Figure 1. AKI trend 2000- 2017. The solid line denotes birth weight < 1000 g (Z score = 11.75, p < 0.001) and the dotted line denotes birth weight 1000 to 1499 g (Z score = 3.18, p = 0.001). The trend of AKI frequency increased in both categories.3 Reprinted by permission from Springer Nature: Elgendy, M.M., Othman, H.F., Younis, M. et al. Trends and racial disparities for acute kidney injury in premature infants: the US national database. Pediatr Nephrol 36, 2789–2795 (2021).

Infants diagnosed with AKI who were preterm and with a lower birth weight had significantly higher mortality, longer hospital stay (58 vs. 35 days, P < 0.001) and a higher cost of hospitalization (over $360,000) (P < 0.001). A population analysis further revealed that comorbidities, such as intraventricular hemorrhage, (OR= 5.16, CI: 4.97-5.36), retinopathy of prematurity (OR= 1.36, CI: 1.32-1.42) and bronchopulmonary dysplasia (OR = 2.97, CI 2.88-3.06), were higher in the AKI group. The infants in the AKI group also had a significant increase in the prevalence of patent ductus arteriosus (OR = 3.97, CI: 3.69-3.90 P < 0.001).

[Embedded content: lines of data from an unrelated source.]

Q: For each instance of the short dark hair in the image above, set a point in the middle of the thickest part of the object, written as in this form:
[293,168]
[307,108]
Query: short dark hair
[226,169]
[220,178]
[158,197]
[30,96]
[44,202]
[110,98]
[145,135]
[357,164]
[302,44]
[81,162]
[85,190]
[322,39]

Preterm infants undergoing platelet transfusion

We also used the database to report the prevalence, morbidity and mortality among preterm infants receiving platelet transfusion.4 A total of 22,609 infants were diagnosed with thrombocytopenia and 5,134 of them received platelet transfusion. Among the ones who received a transfusion, 60.3% were born before 28 weeks of gestation.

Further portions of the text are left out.